Fire on Tehran's streets (Photo: AP)
The attackers reportedly assaulted students and guards at the dorms, destroyed equipment, and damaged buildings at the site, while using tear gas.
During the earlier protests in Tehran, demonstrators were reportedly chanting "Death to the Dictator," while police helicopters were keeping an eye on them from the air.
"They were about 250 people who shouted in favour of (defeated presidential candidate Mirhossein) Mousavi and made the victory sign. Police dispersed them," a witness who asked not to be named told Reuters.
Forces use tear gas (Photo: AP)
According to later reports, security forces directed live fire at demonstrators. An eyewitness told the New York Times website that a woman with a blood-soaked jacket was seen running away from a protest scene.

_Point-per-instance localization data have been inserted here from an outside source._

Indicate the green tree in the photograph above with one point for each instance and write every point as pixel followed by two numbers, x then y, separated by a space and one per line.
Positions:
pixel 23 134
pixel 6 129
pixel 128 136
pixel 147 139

According to a report by an exiled Iranian blogger considered credible, at least three people sustained gunshot wounds in the rallies.
Iran police Chief Esmail Ahmadi-Moghaddam said on Wednesday the force had received no requests for any gatherings on Thursday to mark the student unrest in 1999, sparked by the Tehran University dormitory attack.
On Wednesday, supporters of opposition leader Mousavi were urged – on Facebook - to renew the protests. According to unofficial reports, protestors gathered at several sites across the Iranian capital and hundreds embarked on a march.
Ahead of the protest, authorities reportedly disconnected the cellular network in Tehran, so demonstrators have no way of calling each other or sending text messages.